# Sorry Maiden - Really stuck,new flat needed asap!!



## teacherman (Jul 15, 2009)

Hi i am sorry to ask like this but i need a new two bed flat asap. There we are having to vacate due to an emergency in our land lords family as soon as we can. I hope someone can help. I am currently living in Mohandeseen but i am willing to go anywhere at this stage. Panic has set in!!! thanks


----------



## MaidenScotland (Jun 6, 2009)

Teacherman, it would help if you would put what rent you can afford etc.
I know where this is a flat in Mohandiseen as someone I know went to have a look, but I think it is about 4000 which really is far too much,
Your best bet is to ask your boab if he knows of anything local to where you are now, tell him you need somewhere to live and he will start looking for you of course he will want commision but thats the way the system works here


----------



## teacherman (Jul 15, 2009)

hi - the price is ok we are stuck so we are willing to look at it at least. Can you pm me a number to contact the letting agent/landlord. 

Your a life saver thanks


----------



## MaidenScotland (Jun 6, 2009)

teacherman said:


> hi - the price is ok we are stuck so we are willing to look at it at least.
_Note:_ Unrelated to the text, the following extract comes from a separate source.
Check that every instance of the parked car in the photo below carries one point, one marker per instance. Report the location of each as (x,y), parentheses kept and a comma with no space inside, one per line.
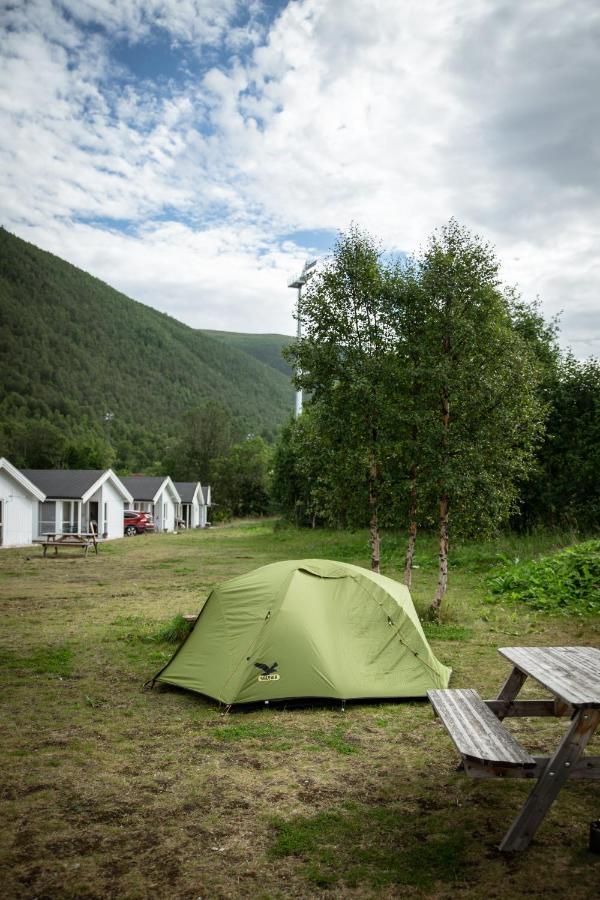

Can you pm me a number to contact the letting agent/landlord.
> 
> Your a life saver thanks



I will get the phone number today, the flat is near Omar Effendi


----------



## MaidenScotland (Jun 6, 2009)

Still trying to get the number for you


----------



## MaidenScotland (Jun 6, 2009)

I can't get hold of the person with the number but I will try again tomorrow
Maiden


----------